Kurian e pesquisadores da Universidade de Michigan basearam os achados em consulta a mais de 2.500 mulheres com câncer nos estágios 0 a 2, dois meses após terem feito a cirurgia. Elas foram questionadas se gostariam de fazer teste genético para ver a presença de mutações nos genes BRCA 1 e BRCA 2 e, caso sim, se o fizeram. Dois terços das mulheres afirmaram que gostariam de realizar o exame, mas apenas um terço havia feito.

Cerca de 56% das que não realizaram o teste afirmaram que não o fizeram porque os médicos que as atenderam não recomendaram o procedimento.
Apenas 40% de todas as mulheres com alto risco relataram receber aconselhamento genético para ajudá-las a decidir ou entender os resultados.
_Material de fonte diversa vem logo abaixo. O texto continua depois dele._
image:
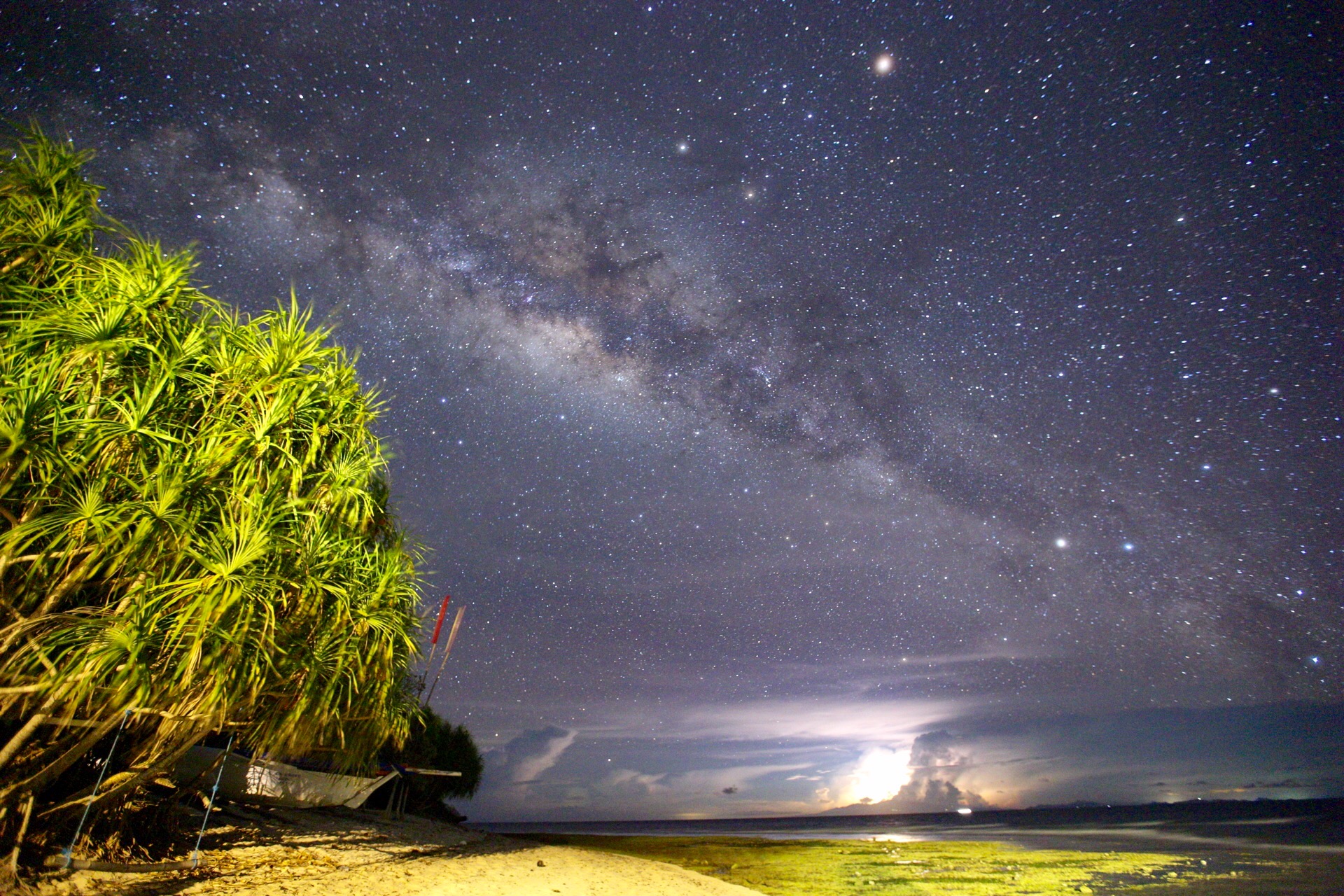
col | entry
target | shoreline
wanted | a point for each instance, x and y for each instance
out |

Das que foram testadas, 60% receberam aconselhamento.

Reshma Jagsi, pesquisadora sênior no estudo, reiterou que os testes podem ser ferramenta poderosa para mulheres de grupos de risco. Afirmou que isso poderia afetar o tipo de cirurgia pela qual a paciente pode optar para tratar um tumor de mama ou procedimentos para tentar reduzir o risco de desenvolver novos cânceres no futuro.